Но следом уже набегал прапорщик. Не обращая внимания на поднятую вверх руку и возглас «сдаюсь», – он выстрелил метров с восьми и давил, давил на курок, пока боек не защелкал вхолостую. А Смертник все стоял, лишь руки обвисли. И смотрел в упор, не мигая.
– Дай сюда! – взвыл прапорщик.
Хапнул у Сафарова автомат. Всадил штык до упора и стоял, стараясь отдыхшаться, даже не пытаясь выдернуть штык, пока не набежали солдаты и милиционеры.

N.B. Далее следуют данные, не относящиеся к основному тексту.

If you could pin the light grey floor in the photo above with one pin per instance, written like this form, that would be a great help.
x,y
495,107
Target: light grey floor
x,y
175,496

Светало. Но электричество, ставшее ненужным, продолжало гореть. Малявин приподнялся на локтях, чтобы получше разглядеть суетню возле Каурова, и получил сапогом по спине. От щебенки воняло мазутом и дерьмом, светился вдали побелкой вокзал, где люди ели бутерброды, подремывали, читали разные книжки и не знали ни о Смертнике, ни про него, шептавшего: «Новочеркасск. Широкова, семь, квартира двенадцать… Ехал Петя в саночках, купил себе пряничек. Мария Даниловна…»
По одному вздергивали с земли и прогоняли сквозь строй. Потом били, когда водили на шмон и со шмона. Особенно люто били строгачей. Их отправили в карцер. Об этом Малявину прокричал в переходе ростовский строгач Чача, с ним переговаривались, лежа на верхних полках в вагонзаке. После одного из ударов дубинкой по голове он на время оглох, ничего не соображал. Когда подсунули бумагу с отпечатанным текстом, подписал, не читая. Ему грозили, что-то требовал желтолицый морщинистый майор, а он лишь кивал, как китайский болванчик, и думал: «Кончится это свинство когда-нибудь или нет?»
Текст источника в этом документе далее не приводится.